A genre-defining release in the Goth pantheon, The Cult’s Love was a bold move for the band, still trying to shake the post-punk Southern/Death Cult shackles and move into the mainstream. This was 1985 though, when their contemporaries were making featherweight pop without substance or shame. Recorded after the success of the chart-busting “She Sells Sanctuary”, Love would ironically be helmed by Steve Brown, the man who produced Wham!’s million-seller Make It Big. Think about that for a minute.
Love is The Cult at their most psychedelic and pop indentured — they would never make another record like this again. The chiming sitar-come-electric guitar riff that heralds the beginning of “She Sells Sanctuary” changed the trajectory of the band forever and exposed the largely unrecognised talents of one William ‘Billy’ Duffy. At the heart of Love are the melodies that flow from each of Duffy’s fingers. It’s in his hands that Love lives. Ian Astbury was the classic frontman — charismatic and beautiful, with a vocal style that was equal parts Jim Morrison swagger and Robert Plant cool, and he could take any phrase and create a song out of it by singing a few lines of evocative mumbo-jumbo and then repeat that phrase ad nauseum for the chorus. Vacuous songs were part and parcel of the 80’s. If you weren’t The Smiths, then nobody was going to bother reading your lyric sheet.
Steeped in Led Zeppelin-like mysticism, Love beckoned you in with the dreamlike “Nirvana” and the slap-bang glitterband-chug of “Big Neon Glitter”. The psychedelic title track avoided any hand holding, but captured a band moving as one, the ‘love’ perhaps at the point they’re now at, as Astbury would sing ” spent a long time in this hole/spent a long time in this town”. Mired in the occasionally foot-dragging tracks like “Brother Wolf, Sister Moon” which continued Astbury’s fascination of the American Indian and the bleak march into the sea that is “Black Angel” which closes the record, there lies Love’s saving grace in its trilogy of singles – “Sanctuary”, “Rain” and “Revolution”, the latter burdened with another of Astbury’s empty phrases (“there’s a revolution, yeah!”) but the lush layers of Duffy’s guitar and multi-tracked backing vocals come together to create this elaborate tapestry that makes Love one of the unmistakeably brilliant albums of that period.

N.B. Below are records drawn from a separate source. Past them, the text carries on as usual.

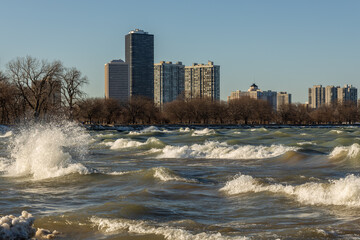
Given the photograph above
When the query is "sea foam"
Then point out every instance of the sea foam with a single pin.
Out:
(143, 227)
(204, 132)
(148, 130)
(7, 134)
(343, 191)
(12, 228)
(48, 150)
(216, 150)
(123, 143)
(350, 152)
(165, 175)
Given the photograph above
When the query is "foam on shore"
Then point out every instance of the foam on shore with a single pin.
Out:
(204, 132)
(123, 143)
(143, 227)
(349, 152)
(342, 192)
(48, 150)
(217, 150)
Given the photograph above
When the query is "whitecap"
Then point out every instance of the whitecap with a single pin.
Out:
(49, 150)
(351, 152)
(165, 175)
(21, 227)
(148, 130)
(336, 131)
(145, 227)
(184, 129)
(123, 143)
(305, 143)
(344, 191)
(204, 132)
(217, 150)
(7, 134)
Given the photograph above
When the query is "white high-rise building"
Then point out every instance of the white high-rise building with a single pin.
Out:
(168, 82)
(202, 80)
(316, 96)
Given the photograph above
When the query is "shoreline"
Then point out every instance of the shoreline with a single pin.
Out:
(121, 127)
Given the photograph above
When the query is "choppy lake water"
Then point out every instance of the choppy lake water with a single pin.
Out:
(182, 183)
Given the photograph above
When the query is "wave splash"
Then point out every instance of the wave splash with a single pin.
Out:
(21, 227)
(344, 191)
(204, 132)
(48, 150)
(143, 227)
(216, 150)
(148, 131)
(349, 152)
(123, 143)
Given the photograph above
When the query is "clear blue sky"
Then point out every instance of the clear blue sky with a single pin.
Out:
(281, 45)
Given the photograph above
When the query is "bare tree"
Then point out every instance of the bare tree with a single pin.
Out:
(2, 77)
(71, 83)
(243, 108)
(36, 81)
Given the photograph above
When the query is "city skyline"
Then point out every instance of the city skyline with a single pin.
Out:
(283, 46)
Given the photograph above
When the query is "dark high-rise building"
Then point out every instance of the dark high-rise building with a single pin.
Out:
(139, 54)
(117, 80)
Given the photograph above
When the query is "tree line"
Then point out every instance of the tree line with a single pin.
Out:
(34, 89)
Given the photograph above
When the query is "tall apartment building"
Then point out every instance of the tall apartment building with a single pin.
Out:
(168, 82)
(316, 96)
(347, 93)
(319, 95)
(255, 93)
(202, 80)
(331, 95)
(139, 54)
(283, 98)
(117, 80)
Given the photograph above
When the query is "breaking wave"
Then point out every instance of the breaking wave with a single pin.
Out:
(215, 150)
(7, 134)
(184, 129)
(350, 152)
(148, 130)
(204, 132)
(21, 227)
(344, 191)
(48, 150)
(162, 174)
(144, 227)
(123, 143)
(165, 175)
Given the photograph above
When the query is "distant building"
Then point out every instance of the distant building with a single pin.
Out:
(117, 80)
(139, 54)
(255, 93)
(283, 98)
(202, 80)
(316, 96)
(168, 82)
(319, 95)
(331, 95)
(347, 94)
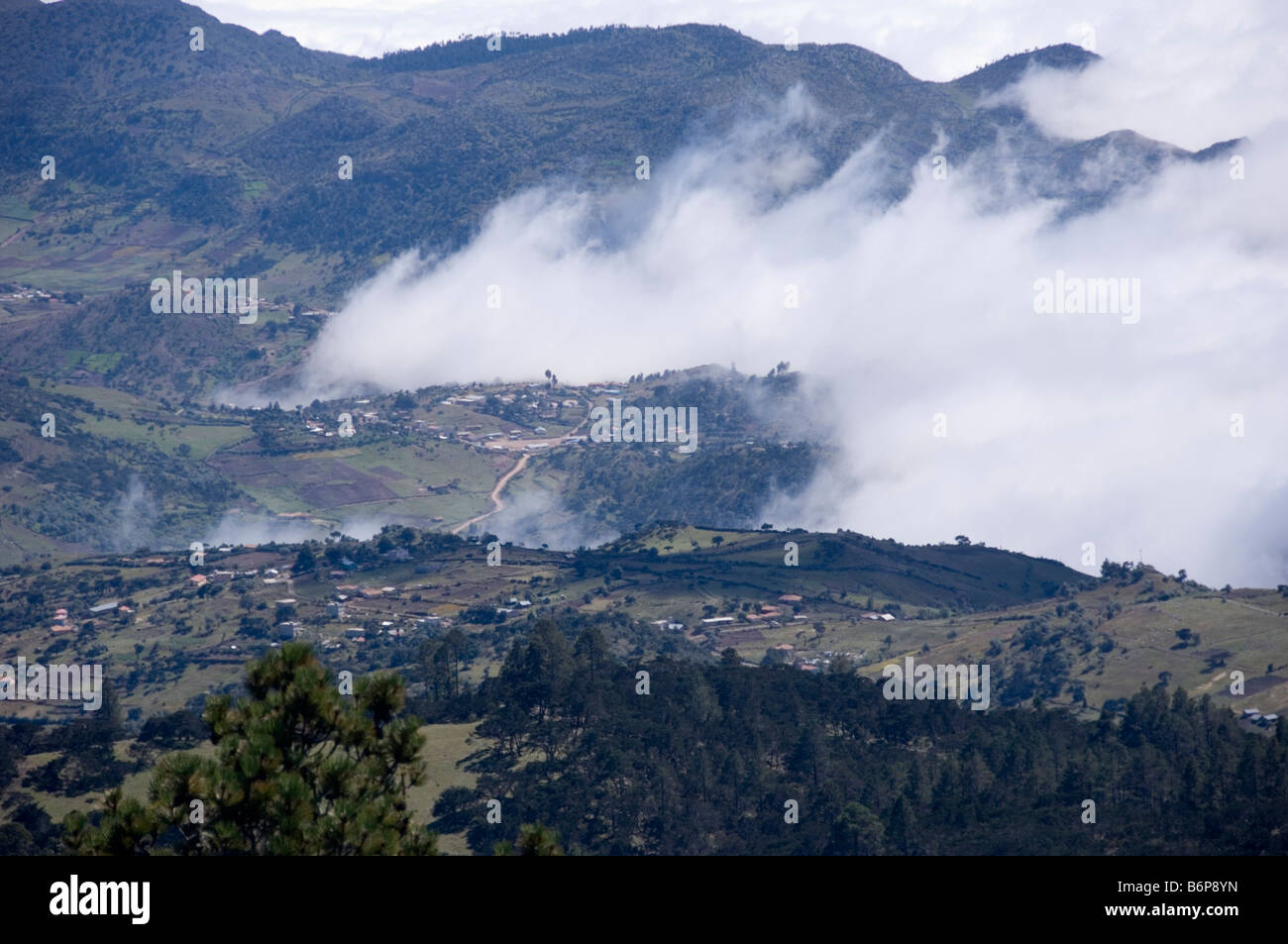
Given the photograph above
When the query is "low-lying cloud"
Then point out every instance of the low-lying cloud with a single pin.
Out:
(1057, 430)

The tragedy of Love is that by the time The Cult were on the road touring it, the next phase of their evolution was already beginning, a change in sound that you can hear in the fiery guitar and frenetic wah-wah soloing on “Phoenix” that when stripped of its tarted up sound edged ever closer to the torn denim and rock n’ riffs of Electric. Had the band gone in their original direction, it would’ve resulted in the aborted Peace, essentially Electric in a dress. Having heard both efforts, I’m not entirely sure which I prefer, but the album that The Cult will be forever identified with has been rightfully given the thorough re-release it deserves.
The Omnibus Edition offers the remastered Love album (which makes it twice remastered on my count now), a disc of b-sides and extended versions from the three singles, a third disc of previously unreleased demos (thankfully not already compiled on the Rare Cult boxset) and a fourth disc of a BBC recording of The Cult at the Hammersmith Odeon in 1985. The packaging for the Beggars Omnibus series is without fault. Each CD comes in a replica vinyl sleeve and the accompanying booklet traces the evolution of the album with track by track commentary, lyrics, interviews and archival photos. The no-frills 2 CD Extended Edition caters for the less discerning fan, with just the remastered album and the b-sides disc, but really, when it comes to making a choice, ask yourself this — do you want a little Love or a lotta Love?